Solved – Should I normalize word2vec’s word vectors before using them

natural languageword embeddingsword2vec

After training word vectors with word2vec, is it better to normalize them before using them for some downstream applications? I.e what are the pros/cons of normalizing them?

Best Answer

When the downstream applications only care about the direction of the word vectors (e.g. they only pay attention to the cosine similarity of two words), then normalize, and forget about length.

However, if the downstream applications are able to (or need to) consider more sensible aspects, such as word significance, or consistency in word usage (see below), then normalization might not be such a good idea.


From Levy et al., 2015 (and, actually, most of the literature on word embeddings):

Vectors are normalized to unit length before they are used for similarity calculation, making cosine similarity and dot-product equivalent.

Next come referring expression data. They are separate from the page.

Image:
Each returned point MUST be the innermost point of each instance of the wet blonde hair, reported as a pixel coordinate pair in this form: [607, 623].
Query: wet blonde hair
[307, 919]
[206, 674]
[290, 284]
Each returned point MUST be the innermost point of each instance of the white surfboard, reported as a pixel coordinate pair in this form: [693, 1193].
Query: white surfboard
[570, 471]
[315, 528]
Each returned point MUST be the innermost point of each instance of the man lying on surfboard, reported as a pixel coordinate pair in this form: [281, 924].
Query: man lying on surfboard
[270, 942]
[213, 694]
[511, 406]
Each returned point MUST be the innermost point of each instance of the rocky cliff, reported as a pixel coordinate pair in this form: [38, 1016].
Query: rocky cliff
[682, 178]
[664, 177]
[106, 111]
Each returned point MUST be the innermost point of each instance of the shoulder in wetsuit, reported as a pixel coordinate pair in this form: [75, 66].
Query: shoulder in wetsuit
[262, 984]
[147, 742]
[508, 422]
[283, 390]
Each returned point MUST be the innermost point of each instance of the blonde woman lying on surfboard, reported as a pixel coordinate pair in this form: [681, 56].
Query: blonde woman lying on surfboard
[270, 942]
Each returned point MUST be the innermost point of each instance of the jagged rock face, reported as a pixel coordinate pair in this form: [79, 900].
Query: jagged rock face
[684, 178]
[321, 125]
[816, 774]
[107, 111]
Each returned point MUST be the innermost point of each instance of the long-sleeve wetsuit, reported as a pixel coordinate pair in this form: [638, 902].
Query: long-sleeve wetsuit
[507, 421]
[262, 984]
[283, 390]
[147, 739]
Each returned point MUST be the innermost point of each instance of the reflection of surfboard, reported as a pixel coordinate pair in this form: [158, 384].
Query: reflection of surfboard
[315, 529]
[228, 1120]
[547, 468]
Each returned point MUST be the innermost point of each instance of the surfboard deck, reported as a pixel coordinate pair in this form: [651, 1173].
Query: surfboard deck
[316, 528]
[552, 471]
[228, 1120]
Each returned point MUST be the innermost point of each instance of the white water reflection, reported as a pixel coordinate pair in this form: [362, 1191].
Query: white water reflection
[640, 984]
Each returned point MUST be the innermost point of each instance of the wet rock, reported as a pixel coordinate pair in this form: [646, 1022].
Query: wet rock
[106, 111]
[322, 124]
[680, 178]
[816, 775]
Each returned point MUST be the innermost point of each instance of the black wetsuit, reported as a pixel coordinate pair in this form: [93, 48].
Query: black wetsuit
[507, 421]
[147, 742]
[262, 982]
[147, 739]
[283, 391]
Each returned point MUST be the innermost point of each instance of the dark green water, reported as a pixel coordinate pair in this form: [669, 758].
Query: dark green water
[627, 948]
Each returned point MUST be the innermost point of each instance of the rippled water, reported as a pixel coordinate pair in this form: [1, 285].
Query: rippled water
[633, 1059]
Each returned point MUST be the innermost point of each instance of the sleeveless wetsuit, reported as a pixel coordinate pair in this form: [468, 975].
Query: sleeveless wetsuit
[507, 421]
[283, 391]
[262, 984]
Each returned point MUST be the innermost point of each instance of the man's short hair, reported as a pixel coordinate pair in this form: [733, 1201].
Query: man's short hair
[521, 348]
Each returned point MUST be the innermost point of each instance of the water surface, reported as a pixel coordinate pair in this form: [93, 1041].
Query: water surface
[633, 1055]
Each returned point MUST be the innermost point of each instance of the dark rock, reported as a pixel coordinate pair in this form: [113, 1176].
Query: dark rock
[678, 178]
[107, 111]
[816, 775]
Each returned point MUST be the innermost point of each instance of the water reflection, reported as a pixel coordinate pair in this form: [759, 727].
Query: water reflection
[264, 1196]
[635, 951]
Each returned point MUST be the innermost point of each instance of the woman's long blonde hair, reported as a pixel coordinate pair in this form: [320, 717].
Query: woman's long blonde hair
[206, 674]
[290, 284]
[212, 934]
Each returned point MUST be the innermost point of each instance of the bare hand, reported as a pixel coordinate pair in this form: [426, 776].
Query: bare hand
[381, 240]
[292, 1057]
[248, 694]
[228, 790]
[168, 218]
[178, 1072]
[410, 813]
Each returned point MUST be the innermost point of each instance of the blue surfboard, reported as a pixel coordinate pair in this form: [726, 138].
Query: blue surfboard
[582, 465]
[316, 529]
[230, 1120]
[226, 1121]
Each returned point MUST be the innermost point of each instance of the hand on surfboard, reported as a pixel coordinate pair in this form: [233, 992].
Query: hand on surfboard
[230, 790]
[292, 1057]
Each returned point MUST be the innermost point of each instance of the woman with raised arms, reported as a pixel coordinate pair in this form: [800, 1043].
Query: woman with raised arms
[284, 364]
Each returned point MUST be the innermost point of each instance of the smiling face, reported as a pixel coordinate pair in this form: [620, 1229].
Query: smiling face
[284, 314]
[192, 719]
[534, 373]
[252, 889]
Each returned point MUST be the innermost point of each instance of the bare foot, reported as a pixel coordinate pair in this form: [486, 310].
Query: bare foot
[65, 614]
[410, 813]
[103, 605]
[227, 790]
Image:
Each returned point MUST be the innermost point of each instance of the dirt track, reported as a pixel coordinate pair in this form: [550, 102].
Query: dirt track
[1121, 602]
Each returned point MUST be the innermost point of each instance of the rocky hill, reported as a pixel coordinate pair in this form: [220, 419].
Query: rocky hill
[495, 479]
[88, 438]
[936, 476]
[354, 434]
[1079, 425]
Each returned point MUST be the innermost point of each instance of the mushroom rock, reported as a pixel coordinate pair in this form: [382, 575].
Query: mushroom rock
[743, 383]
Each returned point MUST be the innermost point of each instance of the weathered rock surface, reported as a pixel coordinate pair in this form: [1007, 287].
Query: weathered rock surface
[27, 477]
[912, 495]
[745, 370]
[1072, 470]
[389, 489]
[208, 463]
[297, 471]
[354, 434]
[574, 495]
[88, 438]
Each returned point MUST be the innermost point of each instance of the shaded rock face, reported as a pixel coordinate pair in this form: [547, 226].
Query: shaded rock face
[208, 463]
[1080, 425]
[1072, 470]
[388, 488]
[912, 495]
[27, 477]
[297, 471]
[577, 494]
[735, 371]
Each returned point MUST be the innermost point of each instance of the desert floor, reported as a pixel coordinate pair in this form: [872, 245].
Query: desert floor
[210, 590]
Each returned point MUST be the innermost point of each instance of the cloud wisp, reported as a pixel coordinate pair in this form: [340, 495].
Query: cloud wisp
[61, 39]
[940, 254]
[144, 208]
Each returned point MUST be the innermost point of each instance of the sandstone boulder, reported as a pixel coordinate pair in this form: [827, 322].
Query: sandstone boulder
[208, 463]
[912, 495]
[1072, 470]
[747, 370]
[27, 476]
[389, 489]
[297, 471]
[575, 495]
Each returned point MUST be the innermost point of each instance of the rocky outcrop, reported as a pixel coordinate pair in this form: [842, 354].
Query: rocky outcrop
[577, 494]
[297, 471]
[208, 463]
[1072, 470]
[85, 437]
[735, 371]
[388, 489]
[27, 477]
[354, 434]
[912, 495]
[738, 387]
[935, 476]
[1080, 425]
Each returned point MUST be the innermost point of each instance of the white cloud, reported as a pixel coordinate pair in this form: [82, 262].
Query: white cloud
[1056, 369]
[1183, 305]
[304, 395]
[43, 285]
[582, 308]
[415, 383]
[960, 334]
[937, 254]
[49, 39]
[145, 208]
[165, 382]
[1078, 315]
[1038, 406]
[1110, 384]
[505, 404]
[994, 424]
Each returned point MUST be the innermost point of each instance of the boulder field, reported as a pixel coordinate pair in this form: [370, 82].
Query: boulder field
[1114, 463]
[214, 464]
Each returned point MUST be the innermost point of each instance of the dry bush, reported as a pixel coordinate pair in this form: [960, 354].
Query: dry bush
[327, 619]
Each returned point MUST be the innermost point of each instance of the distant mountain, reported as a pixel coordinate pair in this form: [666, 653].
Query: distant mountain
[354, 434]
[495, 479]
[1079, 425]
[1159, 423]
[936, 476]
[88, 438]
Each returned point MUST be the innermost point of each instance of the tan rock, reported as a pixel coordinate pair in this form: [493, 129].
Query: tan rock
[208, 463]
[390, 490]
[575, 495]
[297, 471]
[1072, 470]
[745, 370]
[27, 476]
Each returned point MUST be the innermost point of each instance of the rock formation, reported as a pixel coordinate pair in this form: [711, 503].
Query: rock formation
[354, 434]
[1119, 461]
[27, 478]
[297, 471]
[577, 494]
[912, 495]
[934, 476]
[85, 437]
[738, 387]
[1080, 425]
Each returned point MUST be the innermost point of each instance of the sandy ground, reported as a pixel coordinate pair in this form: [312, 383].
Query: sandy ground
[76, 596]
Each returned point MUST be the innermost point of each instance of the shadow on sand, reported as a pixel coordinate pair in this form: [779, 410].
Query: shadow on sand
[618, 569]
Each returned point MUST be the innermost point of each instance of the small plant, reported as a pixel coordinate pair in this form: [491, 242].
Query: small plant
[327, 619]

Also from Wilson and Schakel, 2015:

Most applications of word embeddings explore not the word vectors themselves, but relations between them to solve, for example, similarity and word relation tasks. For these tasks, it was found that using normalised word vectors improves performance. Word vector length is therefore typically ignored.

Normalizing is equivalent to losing the notion of length. That is, once you normalize the word vectors, you forget the length (norm, module) they had right after the training phase.

However, sometimes it's worth to take into consideration the original length of the word vectors.

Schakel and Wilson, 2015 observed some interesting facts regarding the length of word vectors:

A word that is consistently used in a similar context will be represented by a longer vector than a word of the same frequency that is used in different contexts.

Not only the direction, but also the length of word vectors carries important information.

Word vector length furnishes, in combination with term frequency, a useful measure of word significance.